Fitz is handily placed in town on a lecture tour. The premise is
that the RHKP do not know how to handle serial killing, largely
a western phenomenon, the product of individualism gone wrong.
"Statistically," says Coltrane, "most crimes are
solved because somebody leaves their dabs all over the murder
weapon or they confess or somebody saw them or it was family.
Eighty-seven per cent of all murders are people who know each
other. So in real life psychologists don't have that amount of
muscle. There is an opportunity with shows like this to make
yourself look absolutely ridiculous, you are sailing close to
the wind. There's always that backlash thing of, 'Oh, he shot a
busload of people because he didn't have a teddy bear, did he?'
" There is also the danger of Fitz making implausible leaps
of insight - something he comes close to once or twice in Lucky
White Ghost ; close enough to make you think that, while it will
still probably be one of the two or three best things on
television this autumn, what was a great idea may have just
about run its course.
Coltrane's
suite in the Ritz-Carlton is all you might expect. Very
spacious. Bob Monkhouse's autobiography is open on a table. A
Japanese jazz trio does its stuff on the CD. Other bits and
pieces, the results of frequent shopping raids since arriving,
betray some of Coltrane's many other enthusiasms: a fan for one
of his collection of classic cars, gadgetry for his
three-year-old, a vast supply of cigars. Coltrane is an
assiduous tourist. He tells me about the local geology,politics,
economy and betting habits, about various boats in the harbour (hekeeps
a 26-footer in the Firth of Clyde), about the approach run to
the airport (the planes seem to fly down the street, like a
cruise missile in Baghdad), about the way certain skyscrapers
were designed and engineered. This may sound dull but it isn't;
Coltrane's enthusiasm and subject hopping prevents that. It is a
bit like talking to a very keen Dad in an old-fashioned
children's story. You ask him a question about a practical
matter, any practical matter: he knows the answer. Previous
interviewers have gone in search of the "real Coltrane"

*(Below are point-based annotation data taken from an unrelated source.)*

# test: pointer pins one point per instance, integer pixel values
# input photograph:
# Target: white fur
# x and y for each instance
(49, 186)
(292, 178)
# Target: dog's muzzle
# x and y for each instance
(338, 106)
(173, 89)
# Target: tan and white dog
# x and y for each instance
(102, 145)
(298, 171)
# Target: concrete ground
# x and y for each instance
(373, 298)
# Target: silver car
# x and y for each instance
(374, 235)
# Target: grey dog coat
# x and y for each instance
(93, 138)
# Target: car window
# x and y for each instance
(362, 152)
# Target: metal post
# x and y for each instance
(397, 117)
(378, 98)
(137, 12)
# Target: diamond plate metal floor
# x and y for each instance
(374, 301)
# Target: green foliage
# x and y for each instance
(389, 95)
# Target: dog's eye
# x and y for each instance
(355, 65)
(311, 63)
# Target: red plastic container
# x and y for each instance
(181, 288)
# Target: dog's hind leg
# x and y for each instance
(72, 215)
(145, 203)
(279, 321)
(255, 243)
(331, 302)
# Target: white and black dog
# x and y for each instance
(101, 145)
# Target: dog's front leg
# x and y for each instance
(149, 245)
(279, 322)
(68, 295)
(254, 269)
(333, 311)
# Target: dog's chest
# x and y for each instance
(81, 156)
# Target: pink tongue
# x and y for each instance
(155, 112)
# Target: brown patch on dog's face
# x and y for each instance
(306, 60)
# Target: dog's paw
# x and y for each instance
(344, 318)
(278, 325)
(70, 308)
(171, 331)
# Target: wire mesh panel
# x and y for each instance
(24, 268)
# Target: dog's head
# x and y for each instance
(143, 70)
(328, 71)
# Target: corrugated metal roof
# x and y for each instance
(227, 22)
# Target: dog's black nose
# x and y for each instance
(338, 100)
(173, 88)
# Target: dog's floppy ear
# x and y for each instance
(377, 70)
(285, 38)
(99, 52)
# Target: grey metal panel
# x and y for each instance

and found him elusive. Wearying of his personas, funny accents,
dissertations, diversions, jokes and stories, profilers have
implied that, like many performers, Coltrane uses the tools of
the extrovert to keep others away from his essence, or to
disguise the fact that he hasn't got one. I do not think that is
the case. He certainly enjoys - "loves" might be a
better word - being the centre of attention most of the time.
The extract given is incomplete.